Duo Augmented was composed by Yota Kobayashi in 2015/16 for Mark Takeshi McGregor and clarinetist Liam Hockley. This large-scale work plays with the idea of two independent (and occasionally confrontational) voices forming a unified whole through the use of electronics. As the title suggests, the computer processes the sounds of the flute and clarinet — stretching, augmenting, distorting — until it is often difficult to tell one from the other. Kobayashi states “the unification towards a whole is always in process” — to this end, Duo Augmented ends as it began, with the long, intertwined tones of the two acoustic instruments gradually disengaging from one another, each in search of the next chance encounter.

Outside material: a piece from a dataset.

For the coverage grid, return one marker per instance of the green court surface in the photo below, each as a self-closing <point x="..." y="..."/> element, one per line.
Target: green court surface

Farshid Samandari is an Iranian-Canadian composer, based in Vancouver (Coast Salish territory: Musqueam, Squamish, and Tsleil Waututh First Nations). His work for flute and electronics, If this is a man, was inspired by the words of Primo Levi, specifically an invocation that prefaced Levi’s memoirs as an Auschwitz concentration camp survivor. Samandari frames the author’s words in three musical movements: first, Levi invokes his safe and well-fed audience (I. You who live safe). Then he recounts forms of degradation and abuse visited upon humanity throughout history (II. Consider if…). Finally, he stresses the importance of remembering these atrocities so they do not occur again (III. Meditate that…). The electronics, consisting of heavy percussion and drones, create an almost concerto-like platform for the flute, while the last movement multiplies the flute’s melody into a 12-part “reflection canon”.

Annette Brosin had originally conceived fantasiae as a live performance with electronic processing and a 16-speaker sound system, and later as a 16-channel installation. This stereo version, while different, still captures the spatiality, temporality and physicality of these earlier versions. The musical materials of fantasiae are unique: with pencil and score paper, the performer transcribes the first movement of Telemann’s Fantasia for Flute in A-minor, with the resulting scraping and squeaking sounds triggering and shaping the playback of a previously recorded performance of the Telemann fantasia. As these sounds loop, the flutist performs fragments of the Telemann, on alto flute, distorted by percussive actions and spoken text inspired by another landmark work for flute, Takemitsu’s Voice(1971).

While the title The Starts and Stops might sound like a summary of pandemic times — cautiously creeping towards some semblance of normalcy, only to have that progress grind to a halt — Kimia Koochakzadeh-Yazdi composed this work for piccolo and electronics well before Covid-19 entered public awareness. Koochakzadeh-Yazdi says of this work: “We are humans capable of constructing our own mindsets and thoughts. In our everyday lives we face concepts that we do not necessarily resonate with; it is in times like that, that we can take those ideas and shape them in a way that would fit our own psyche. The starts and stops deforms the foreseen sonic world of the piccolo and creates one of its own.”